A necessary forerunner to it was the XV-15. Yes, there were earlier aircraft, but this didn't work well until smaller turboprop engines, with sufficient power density became available. Prior to that, the engines were usually located in the fuselage and had driveshafts carrying the power to the nacelles on the wingtips. These were heavy and prone to failure.
As for why the Osprey has props/rotors instead of jets, let's talk about thrust and power. To get off the ground, you need more thrust than you have weight. Typically, if you're going to do VTOL, you need 110% as much. So a 2,000 pound aircraft needs at least 2,200 pounds of thrust to takeoff vertically, much less hover. Hover requires even more.
There are multiple ways to make thrust:
- grab a relatively small amount of air mass and accelerate the heck out of it. This is what turbojets and afterburning low-bypass turbofans do, as found in most fighter planes. There will be high-speed jet efflux, high temperatures and comparatively high fuel consumption with this route. The Harrier does this, as does the F-35B. Neither can do it for very long, though (significant fuel consumption), and you don't want to be anywhere nearby, on the ground, when they do it (noisy, windy, hot). If you need to go FAST, you need to do this.
- grab a relatively large amount of air mass and accelerate it a little bit. This is what the rotor does on a helicopter and, to a lesser degree, a propeller on an airplane. The rotor/prop wash has nowhere near the intensity of a jet engine's exhaust. There's also less heat and much less fuel consumption. But you can't go as fast (speed is limited by the airspeed of the rotor/prop wash).
- somewhere in between. High bypass turbofans on modern jetliners grab more air than turbojets, but less than props/rotors, and they accelerate the air more than a prop/rotor but less than a turbojet. Lower fuel consumption than the turbojet and less noise but higher speed than a prop/rotor.
If they could've done it with a single rotor, and found a way to angle that forward for "airplane" mode, they'd have done so; a single, large rotor would be more efficient than a pair of smaller rotors. The simplest mechanism they could develop, which would provide the capabilities of both airplane and helicopter, was a twin-engine design.
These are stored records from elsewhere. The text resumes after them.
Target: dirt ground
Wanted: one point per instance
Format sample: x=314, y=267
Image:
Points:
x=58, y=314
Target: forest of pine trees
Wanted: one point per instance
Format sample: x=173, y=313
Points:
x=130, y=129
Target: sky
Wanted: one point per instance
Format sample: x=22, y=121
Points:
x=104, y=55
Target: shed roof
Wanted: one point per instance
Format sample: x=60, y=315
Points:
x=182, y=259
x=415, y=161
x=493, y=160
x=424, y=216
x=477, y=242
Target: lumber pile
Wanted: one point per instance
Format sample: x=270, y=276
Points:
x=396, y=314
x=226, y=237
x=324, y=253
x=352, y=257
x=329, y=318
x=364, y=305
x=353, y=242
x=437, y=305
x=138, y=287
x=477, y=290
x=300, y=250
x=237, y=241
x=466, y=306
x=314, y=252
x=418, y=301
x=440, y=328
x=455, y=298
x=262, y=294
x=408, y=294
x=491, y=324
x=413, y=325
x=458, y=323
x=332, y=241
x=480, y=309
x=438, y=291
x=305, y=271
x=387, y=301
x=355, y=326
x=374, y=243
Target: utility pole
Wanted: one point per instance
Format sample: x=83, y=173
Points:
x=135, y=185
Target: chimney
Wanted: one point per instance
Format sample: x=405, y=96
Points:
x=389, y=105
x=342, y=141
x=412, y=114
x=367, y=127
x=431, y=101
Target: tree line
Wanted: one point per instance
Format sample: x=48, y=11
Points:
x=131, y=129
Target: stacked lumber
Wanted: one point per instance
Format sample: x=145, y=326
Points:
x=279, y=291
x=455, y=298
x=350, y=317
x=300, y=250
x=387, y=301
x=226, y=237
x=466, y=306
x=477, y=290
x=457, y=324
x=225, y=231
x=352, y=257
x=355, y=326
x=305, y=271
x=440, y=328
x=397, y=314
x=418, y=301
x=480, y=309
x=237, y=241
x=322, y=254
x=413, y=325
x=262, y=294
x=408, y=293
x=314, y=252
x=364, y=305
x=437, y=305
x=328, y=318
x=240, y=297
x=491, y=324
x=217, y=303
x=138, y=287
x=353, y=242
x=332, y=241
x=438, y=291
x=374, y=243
You get a faster cruise speed and a longer range than any helicopter in the inventory and a broader flight envelope than any airplane (VTOL and hover).
Additionally, you need a degree of agility for maneuvering in hover. So you need the ability to change the thrust vectors while hovering; the "airplane" flight controls (ailerons, elevators and rudder) are useless in this mode. To accomplish this, the props/rotors have collective and cyclic controls like a helicopter. If you flatten the pitch on the forward part of the rotation, that will change the thrust vector to push down-and-aft, instead of just down. Coordinate this between the two engines and you have translation forward/aft, side-to-side and pivot, just like a helicopter.
To my knowledge, no one has succeeded in making a jet engine which can do this.
A jet-engined variant would likely need some kind of 2D thrust vectoring, downstream of the actual engine. There are existing examples of this:
- The F-22 does 1D thrust vectoring (each engine nozzle can pitch up/down). Used differentially, this can augment pitch AND roll.
- The Su-35 does something similar to the F-22
- The F-35B, as mentioned, does limited 1D thrust vectoring for STOVL
- Some advanced Mig-29s do full 2D thrust vectoring with both nozzles
- The F-16 VISTA demonstrator did full 2D thrust vectoring
- The X-31 also had basic 2D thrust vectoring, due to some deflector "paddles" aft of the engine. This is similar to the directional vanes used on the original V-2 rocket.
Assuming someone can come up with a usable 2D thrust vectoring system, mounted to the aft end of high-bypass turbofan (all the mentioned examples are turbojets, lower-bypass turbofans or rockets), it might be possible to do a jet-powered variant, at some point in the future.